State Journal-Register

May 8, 2001

Higher energy costs driving up farmers' expenses 

By DORI MEINERT
COPLEY NEWS SERVICE 

WASHINGTON - High energy costs are expected to push up farmers' expenses by as much as $3 billion over last year, the U.S. Department of Agriculture's chief economist told a House panel Wednesday.

In January, the department forecast energy-related costs would be up $700 million from 2000, reducing farmers' net income by 10 percent. But the estimate was revised upward largely due to higher fertilizer expenses, said USDA's Keith Collins.

Farmers feel the impact of high energy costs in various aspects of production, including the diesel fuel that powers farm equipment, the propane used to dry grain and the natural gas used to make fertilizer.

In Illinois, farmers estimate their direct energy costs alone - diesel fuel and propane - are up 10 percent from two years ago, Illinois Farm Bureau president Ron Warfield said.

Despite the gloomy news, he struck a positive chord.

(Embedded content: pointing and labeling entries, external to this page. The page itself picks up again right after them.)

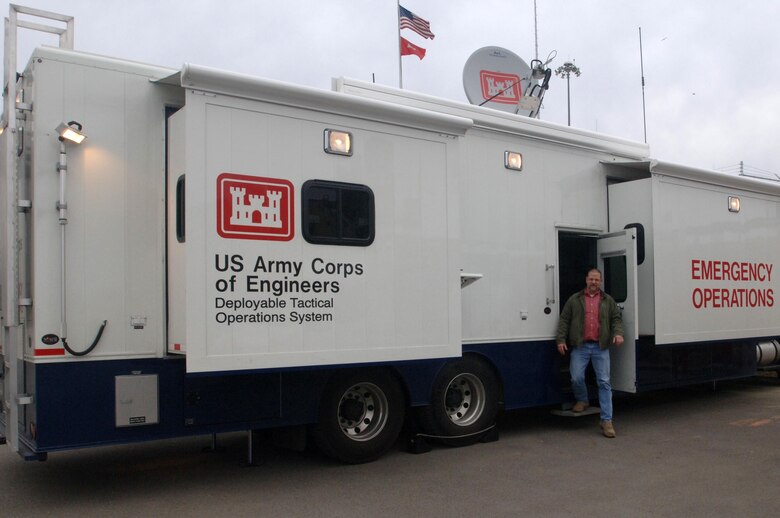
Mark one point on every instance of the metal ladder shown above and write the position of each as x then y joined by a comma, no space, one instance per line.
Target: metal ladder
12,285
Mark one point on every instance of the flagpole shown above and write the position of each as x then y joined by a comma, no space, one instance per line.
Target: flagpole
400,67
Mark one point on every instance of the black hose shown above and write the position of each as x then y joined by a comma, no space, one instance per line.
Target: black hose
88,349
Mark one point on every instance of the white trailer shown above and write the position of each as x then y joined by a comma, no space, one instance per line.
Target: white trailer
229,253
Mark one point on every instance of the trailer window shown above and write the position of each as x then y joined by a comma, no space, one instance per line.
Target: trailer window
180,209
640,241
615,277
336,213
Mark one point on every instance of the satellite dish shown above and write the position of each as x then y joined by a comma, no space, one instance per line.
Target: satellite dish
498,78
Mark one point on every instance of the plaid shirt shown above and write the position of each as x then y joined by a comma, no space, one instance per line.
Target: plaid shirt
591,330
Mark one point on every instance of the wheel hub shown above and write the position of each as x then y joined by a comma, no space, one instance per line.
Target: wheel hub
363,412
465,399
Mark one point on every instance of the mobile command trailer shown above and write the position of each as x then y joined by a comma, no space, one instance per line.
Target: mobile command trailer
228,253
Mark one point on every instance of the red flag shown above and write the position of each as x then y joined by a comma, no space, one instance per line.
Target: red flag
408,49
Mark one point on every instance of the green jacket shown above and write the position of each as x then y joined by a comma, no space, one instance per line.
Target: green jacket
572,321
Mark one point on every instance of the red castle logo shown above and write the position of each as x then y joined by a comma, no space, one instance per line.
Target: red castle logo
505,87
253,207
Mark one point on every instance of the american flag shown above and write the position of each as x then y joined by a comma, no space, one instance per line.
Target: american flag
408,49
408,20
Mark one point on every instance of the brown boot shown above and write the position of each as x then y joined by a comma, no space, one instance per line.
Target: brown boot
580,406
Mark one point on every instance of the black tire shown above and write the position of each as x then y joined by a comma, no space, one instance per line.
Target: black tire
361,415
464,402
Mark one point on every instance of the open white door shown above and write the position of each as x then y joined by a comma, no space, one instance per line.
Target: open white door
617,259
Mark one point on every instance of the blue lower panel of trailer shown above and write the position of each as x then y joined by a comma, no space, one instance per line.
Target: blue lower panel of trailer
530,371
660,366
76,402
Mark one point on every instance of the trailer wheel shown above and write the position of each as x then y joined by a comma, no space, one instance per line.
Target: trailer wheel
464,402
360,417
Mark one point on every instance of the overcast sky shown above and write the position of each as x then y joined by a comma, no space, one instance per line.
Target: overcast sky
712,93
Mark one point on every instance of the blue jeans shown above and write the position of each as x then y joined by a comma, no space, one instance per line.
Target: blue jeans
580,356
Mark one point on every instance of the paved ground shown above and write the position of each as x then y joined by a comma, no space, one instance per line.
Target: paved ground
688,452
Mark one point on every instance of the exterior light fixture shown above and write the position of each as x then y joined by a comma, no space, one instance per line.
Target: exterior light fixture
71,132
513,160
338,142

"We view this as an opportunity for farmers to be a part of the energy solution," said Warfield, who testified before a House agriculture subcommittee.

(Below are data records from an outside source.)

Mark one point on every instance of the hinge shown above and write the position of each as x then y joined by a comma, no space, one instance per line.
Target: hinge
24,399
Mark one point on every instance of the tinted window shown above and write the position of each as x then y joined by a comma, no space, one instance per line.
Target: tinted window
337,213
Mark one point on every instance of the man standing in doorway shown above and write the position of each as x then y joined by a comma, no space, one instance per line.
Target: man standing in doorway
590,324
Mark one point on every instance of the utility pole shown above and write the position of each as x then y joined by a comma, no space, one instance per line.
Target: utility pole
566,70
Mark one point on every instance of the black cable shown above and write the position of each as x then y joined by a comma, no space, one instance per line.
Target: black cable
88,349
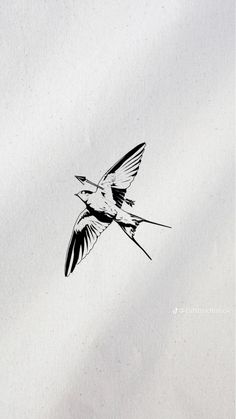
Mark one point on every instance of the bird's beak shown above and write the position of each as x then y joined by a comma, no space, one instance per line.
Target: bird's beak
81,179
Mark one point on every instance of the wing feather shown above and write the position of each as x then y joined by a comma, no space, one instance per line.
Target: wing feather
120,176
85,233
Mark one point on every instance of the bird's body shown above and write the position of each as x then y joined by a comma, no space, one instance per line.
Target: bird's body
105,206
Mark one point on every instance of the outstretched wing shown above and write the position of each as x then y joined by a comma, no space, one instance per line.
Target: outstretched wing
121,175
85,233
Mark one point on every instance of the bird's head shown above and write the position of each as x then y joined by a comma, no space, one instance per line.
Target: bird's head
83,195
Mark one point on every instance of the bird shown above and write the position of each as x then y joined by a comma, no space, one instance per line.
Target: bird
104,206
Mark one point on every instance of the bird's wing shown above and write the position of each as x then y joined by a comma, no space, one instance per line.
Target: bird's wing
121,175
85,233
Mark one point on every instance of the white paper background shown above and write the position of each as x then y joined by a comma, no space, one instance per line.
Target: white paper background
82,82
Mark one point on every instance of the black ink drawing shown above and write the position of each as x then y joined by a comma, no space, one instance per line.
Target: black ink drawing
104,206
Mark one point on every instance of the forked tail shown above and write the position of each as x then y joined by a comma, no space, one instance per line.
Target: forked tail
130,229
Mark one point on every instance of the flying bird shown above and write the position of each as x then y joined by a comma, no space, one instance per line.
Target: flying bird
105,206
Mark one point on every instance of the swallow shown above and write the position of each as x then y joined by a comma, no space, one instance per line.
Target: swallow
105,206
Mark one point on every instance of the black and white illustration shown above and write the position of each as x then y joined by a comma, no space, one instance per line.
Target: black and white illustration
117,183
104,206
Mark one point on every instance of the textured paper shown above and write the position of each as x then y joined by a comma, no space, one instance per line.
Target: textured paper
82,82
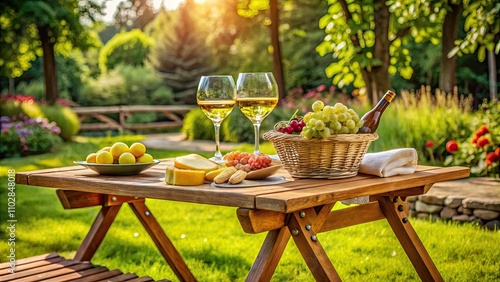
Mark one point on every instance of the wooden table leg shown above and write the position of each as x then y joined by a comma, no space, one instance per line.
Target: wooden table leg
393,210
269,255
97,232
161,240
303,225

Warfield, who serves on the executive board of the American Farm Bureau Federation, urged Congress and the Bush administration to use the corn-based fuel additive ethanol to help alleviate the nation's energy crisis while boosting farmers' incomes.

Warfield urged the Bush administration to deny California's request for a waiver of Clean Air Act regulations that ethanol supporters see as a chance for the industry to expand its markets.

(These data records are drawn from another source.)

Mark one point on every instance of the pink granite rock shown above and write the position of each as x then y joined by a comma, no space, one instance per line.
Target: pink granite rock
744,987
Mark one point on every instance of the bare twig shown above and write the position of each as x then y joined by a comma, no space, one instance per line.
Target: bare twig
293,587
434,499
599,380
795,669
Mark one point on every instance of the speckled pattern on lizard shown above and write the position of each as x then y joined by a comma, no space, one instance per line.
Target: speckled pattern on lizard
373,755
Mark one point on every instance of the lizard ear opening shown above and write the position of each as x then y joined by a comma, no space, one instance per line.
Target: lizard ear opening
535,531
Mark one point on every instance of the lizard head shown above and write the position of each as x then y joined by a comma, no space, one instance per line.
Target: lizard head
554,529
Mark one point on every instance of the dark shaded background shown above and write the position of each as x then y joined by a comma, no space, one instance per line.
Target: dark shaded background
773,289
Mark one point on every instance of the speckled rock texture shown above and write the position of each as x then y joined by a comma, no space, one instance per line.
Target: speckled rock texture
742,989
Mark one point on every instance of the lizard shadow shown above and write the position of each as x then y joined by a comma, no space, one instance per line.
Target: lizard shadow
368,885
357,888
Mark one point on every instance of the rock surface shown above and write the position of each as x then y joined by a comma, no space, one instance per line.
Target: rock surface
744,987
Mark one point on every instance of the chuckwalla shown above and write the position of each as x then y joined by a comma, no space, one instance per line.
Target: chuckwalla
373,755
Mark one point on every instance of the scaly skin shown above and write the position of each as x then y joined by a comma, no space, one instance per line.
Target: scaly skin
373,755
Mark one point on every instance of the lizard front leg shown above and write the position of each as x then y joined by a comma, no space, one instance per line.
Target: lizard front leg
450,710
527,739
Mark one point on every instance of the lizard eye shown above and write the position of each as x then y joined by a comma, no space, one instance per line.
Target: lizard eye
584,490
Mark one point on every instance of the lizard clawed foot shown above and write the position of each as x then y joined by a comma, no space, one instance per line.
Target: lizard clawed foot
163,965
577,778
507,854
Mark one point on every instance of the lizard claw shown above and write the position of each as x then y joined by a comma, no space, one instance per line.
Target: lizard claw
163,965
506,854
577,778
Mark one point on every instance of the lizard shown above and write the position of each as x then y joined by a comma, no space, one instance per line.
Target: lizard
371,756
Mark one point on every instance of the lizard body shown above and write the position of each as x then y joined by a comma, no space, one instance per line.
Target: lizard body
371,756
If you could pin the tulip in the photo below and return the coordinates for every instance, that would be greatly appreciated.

Illinois is the nation's leading producer of ethanol.

California is seeking a waiver of federal regulations that require oxygen-boosting additives such as ethanol and MTBE to make
the gas less polluting. By 2003, California plans to phase out its use of MTBE, or methel tertiary butyl ether, which has contaminated water supplies.

Without the waiver, the state's refineries would have to switch to ethanol. But California officials argue there is not enough ethanol being produced to take the place of MTBE and has requested an exemption to the oxygen additive rule.